Relay Catalysis for Highly Selective Conversion of Methanol to Ethylene in Syngas

[Image: see text] The precise C–C coupling is a challenging goal in C1 chemistry. The conversion of methanol, a cheap and easily available C1 feedstock, into value-added and largely demanded olefins has been playing a game-changing role in the production of olefins. The current methanol-to-olefin (MTO) process, however, suffers from limited selectivity to a specific olefin. Here, we present a relay-catalysis route for the high-selective conversion of methanol to ethylene in syngas (H(2)/CO) typically used for methanol synthesis.

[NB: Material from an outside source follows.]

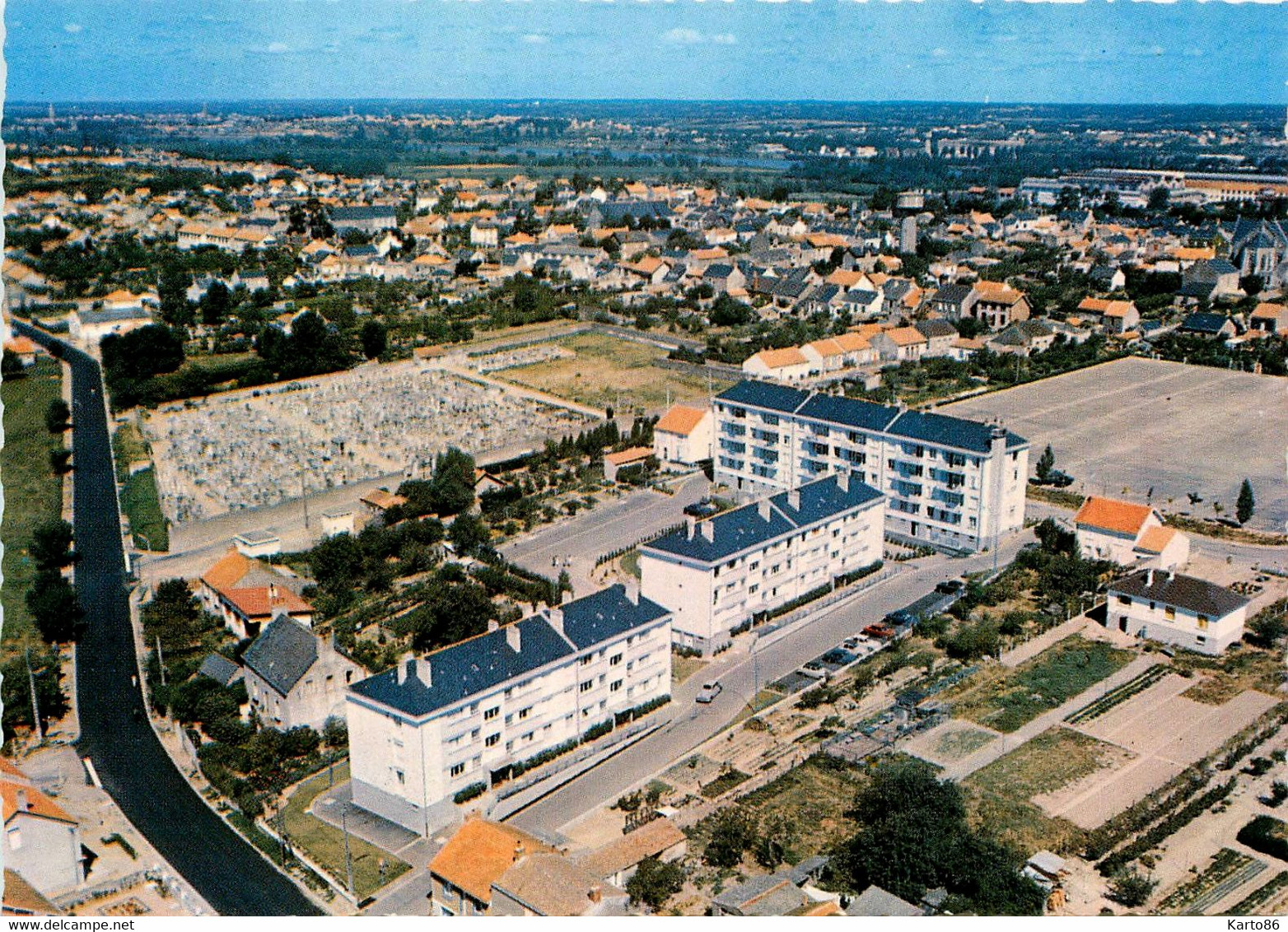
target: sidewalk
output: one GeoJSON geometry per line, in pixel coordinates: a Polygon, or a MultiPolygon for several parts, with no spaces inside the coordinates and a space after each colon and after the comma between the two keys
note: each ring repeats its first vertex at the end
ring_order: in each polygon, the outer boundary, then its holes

A bifunctional catalyst composed of selectively dealuminated H-MOR zeolite and ZnO–TiO(2), which implemented methanol carbonylation with CO to acetic acid and selective acetic acid hydrogenation to ethylene in tandem, offered ethylene selectivity of 85% at complete methanol conversion at 583 K. The selective removal of Brønsted acid sites in the 12-membered ring channel of H-MOR favors the selectivity of acetic acid in CH(3)OH carbonylation. The high capabilities of ZnO–TiO(2) in the adsorption of acetic acid and the activation of H(2) play key roles in selective hydrogenation of acetic acid to ethylene. Our work provides a promising relay-catalysis strategy for precise C–C coupling of C1 to C2 molecules.